Sentido e Forma da Poesia Neo-Realista, 1968 Lisboa, Editorial Ulisseia
L.Q.- Escreveu em 1968 “Sentido e Forma da Poesia Neo-Realista”. Hoje há um pouco o consenso de que o grande escritor dessa geração foi o Carlos de Oliveira. Há ali outros nomes relevantes, porventura injustiçados?
E.L.- Tudo depende do ângulo em que nos colocarmos. O neo-realismo também foi um crisma, uma opção. Recebeu esse nome porque devia querer significar uma certa continuidade da tradição que o realismo literário instituíra em Portugal, com Eça de Queiroz: uma literatura com um grande conteúdo crítico da realidade, em particular da portuguesa. O neo-realismo seria o realismo do tempo da guerra e do pós-guerra. Na verdade, devia ter-se chamado realismo socialista, mas como não podia ter esse nome, o Joaquim Namorado, creio que foi ele, inventou a designação de neo-realismo. Mas era apenas uma máscara. Os neo-realistas eram jovens militantes ou simpatizantes do PCP, uma organização extremamente minoritária e clandestina, e na qual os intelectuais eram também minoritários, já que o grosso da militância era operária. Era uma coisa muito de Coimbra, e havia uma grande diferença para a realidade de Lisboa. Eu não conhecia os neo-realistas de Lisboa, nem sequer tinha os livros de outros poetas do mesmo círculo. Por isso é que, quando escrevi o livro, já em França, não falei do Arquimedes Silva Santos, do Mário Dionísio ou do Manuel da Fonseca, que era muito popular e que, talvez mais do que ninguém, contribuiu para divulgar esse tipo de poesia com intenções de intervenção. Ele tinha humor, coisa invulgar nessa área, como também o tinha Joaquim Namorado, embora de um género mais sarcástico. Já o Carlos de Oliveira, não tem essa veia, tem uma veia romântica.

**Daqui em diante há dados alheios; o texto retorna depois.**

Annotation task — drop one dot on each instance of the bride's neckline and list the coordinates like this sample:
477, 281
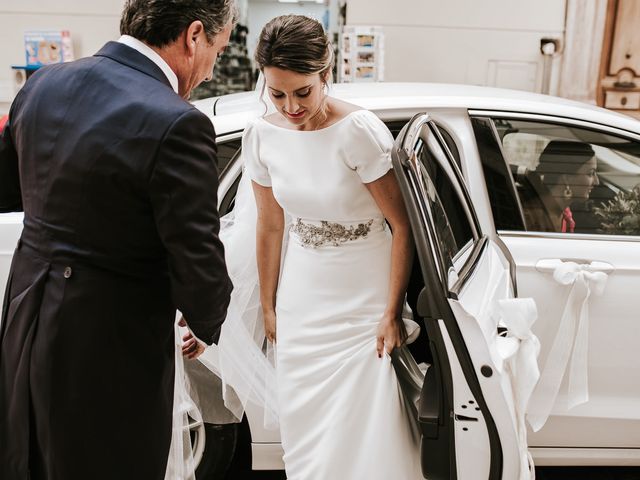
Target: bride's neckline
337, 122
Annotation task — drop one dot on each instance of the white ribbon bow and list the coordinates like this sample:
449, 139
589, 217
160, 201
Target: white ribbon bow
519, 351
571, 344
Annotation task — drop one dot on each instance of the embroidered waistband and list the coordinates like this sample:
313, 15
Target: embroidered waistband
316, 234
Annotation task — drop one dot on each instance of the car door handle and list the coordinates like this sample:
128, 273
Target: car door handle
549, 265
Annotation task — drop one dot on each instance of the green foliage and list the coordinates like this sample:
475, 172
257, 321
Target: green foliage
621, 215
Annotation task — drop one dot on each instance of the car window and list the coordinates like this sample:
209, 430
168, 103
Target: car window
395, 126
452, 225
500, 188
572, 179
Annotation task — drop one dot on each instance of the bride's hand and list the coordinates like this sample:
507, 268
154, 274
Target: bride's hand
391, 334
270, 325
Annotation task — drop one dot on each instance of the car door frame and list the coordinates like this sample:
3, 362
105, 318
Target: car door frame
437, 415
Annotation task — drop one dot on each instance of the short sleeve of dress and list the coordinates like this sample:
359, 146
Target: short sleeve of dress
370, 144
254, 166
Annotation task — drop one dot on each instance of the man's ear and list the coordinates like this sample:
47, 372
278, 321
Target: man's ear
194, 32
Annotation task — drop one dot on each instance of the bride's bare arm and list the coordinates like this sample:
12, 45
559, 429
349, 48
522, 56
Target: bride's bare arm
269, 231
386, 193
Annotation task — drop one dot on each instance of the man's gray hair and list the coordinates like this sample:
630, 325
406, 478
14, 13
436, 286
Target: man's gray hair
160, 22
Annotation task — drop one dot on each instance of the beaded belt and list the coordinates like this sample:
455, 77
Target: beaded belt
322, 233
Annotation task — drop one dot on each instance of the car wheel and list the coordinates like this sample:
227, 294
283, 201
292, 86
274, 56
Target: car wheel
218, 445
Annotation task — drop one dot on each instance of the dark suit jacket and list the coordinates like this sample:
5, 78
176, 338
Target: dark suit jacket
117, 178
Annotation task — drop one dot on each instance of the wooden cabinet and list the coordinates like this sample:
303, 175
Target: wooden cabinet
619, 85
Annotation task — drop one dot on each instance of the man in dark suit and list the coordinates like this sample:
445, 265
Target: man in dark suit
116, 174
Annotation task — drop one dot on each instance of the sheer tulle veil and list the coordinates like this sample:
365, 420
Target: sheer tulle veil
243, 359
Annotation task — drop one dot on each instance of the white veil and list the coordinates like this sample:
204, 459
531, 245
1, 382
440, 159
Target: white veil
243, 359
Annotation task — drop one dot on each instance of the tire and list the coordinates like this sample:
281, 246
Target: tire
218, 452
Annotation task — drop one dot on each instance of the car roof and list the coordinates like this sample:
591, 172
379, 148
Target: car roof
231, 113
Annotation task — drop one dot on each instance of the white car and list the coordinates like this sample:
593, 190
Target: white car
465, 166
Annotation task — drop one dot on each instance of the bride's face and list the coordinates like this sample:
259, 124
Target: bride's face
298, 97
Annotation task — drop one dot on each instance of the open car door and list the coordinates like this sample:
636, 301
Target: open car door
472, 406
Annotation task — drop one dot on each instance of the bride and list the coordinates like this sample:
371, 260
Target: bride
332, 277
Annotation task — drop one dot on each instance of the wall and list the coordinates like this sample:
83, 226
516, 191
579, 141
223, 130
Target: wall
91, 24
488, 42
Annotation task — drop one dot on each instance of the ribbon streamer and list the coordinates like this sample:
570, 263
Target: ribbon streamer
571, 345
519, 351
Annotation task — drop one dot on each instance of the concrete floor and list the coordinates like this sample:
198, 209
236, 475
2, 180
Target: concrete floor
588, 473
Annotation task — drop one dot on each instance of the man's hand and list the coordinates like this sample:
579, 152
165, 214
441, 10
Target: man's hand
191, 347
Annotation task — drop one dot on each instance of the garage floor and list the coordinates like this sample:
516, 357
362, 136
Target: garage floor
587, 473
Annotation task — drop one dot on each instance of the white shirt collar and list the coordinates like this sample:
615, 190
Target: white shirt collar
153, 56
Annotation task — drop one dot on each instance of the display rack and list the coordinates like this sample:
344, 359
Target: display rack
361, 54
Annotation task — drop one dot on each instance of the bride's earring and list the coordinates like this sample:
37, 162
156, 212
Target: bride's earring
567, 192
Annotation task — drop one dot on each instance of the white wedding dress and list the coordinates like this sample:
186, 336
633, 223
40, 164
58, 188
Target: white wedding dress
341, 412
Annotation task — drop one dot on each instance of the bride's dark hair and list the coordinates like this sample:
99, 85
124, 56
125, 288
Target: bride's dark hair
296, 43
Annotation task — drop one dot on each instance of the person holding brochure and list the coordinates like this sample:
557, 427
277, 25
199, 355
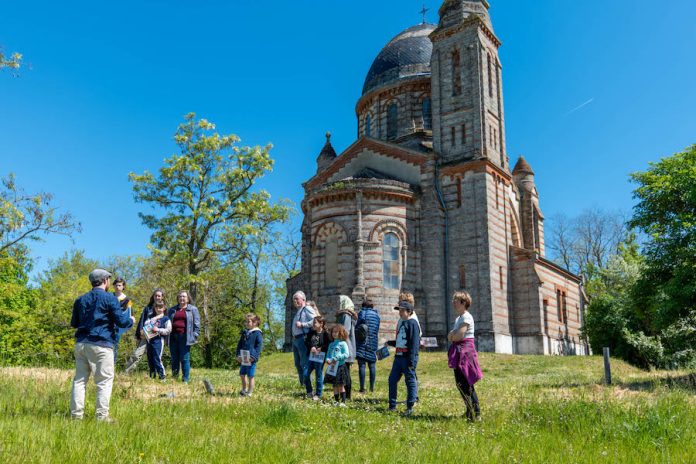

L.Q.- O seu livro, sendo um ensaio literário, é também um testemunho?
E.L.- A verdade é que o escrevi para me reconciliar com o Carlos de Oliveira, não ideologicamente, mas pessoalmente. Por isso é que a parte que trata dele é particularmente cuidada. Era muito amigo do Carlos e, por ocasião de umas eleições quaisquer, houve uma trapalhada entre ele e o Dr. Paulo Quintela, que também era da oposição, mas da corrente liberal. Não sei reproduzir bem a história, mas era já o PCP com aquela coisa de ser muito severo com quem não alinhava pelas posições deles. O Carlos parece que disse que uma delegação desses liberais que fora a Lisboa, tinha traído, ou feito isto ou aquilo. Eu estava ali metido porque o Carlos me tinha falado no assunto, e eu falei ao Torga, que por sua vez contou ao Dr. Quintela. Quando soube das acusações, ele ficou danado e teve um confronto muito chato com o Carlos, numa livraria, que acabou aos empurrões. Uma coisa horrível. O Carlos achou que eu tinha estado na origem daquela peripécia, e eu fiquei com muita pena de nos termos afastado. Penso que a motivação para escrever o livro foi essa, ainda que também houvesse da minha parte uma certa nostalgia por essa que tinha sido a minha geração. O livro é uma espécie de romance disfarçado. Deve ser a coisa mais sincera que eu escrevi.
In Luís Miguel Queirós “Eduardo Lourenço. Retrato do pensador errante”, Pública, 13/5/2007, pp.40-51.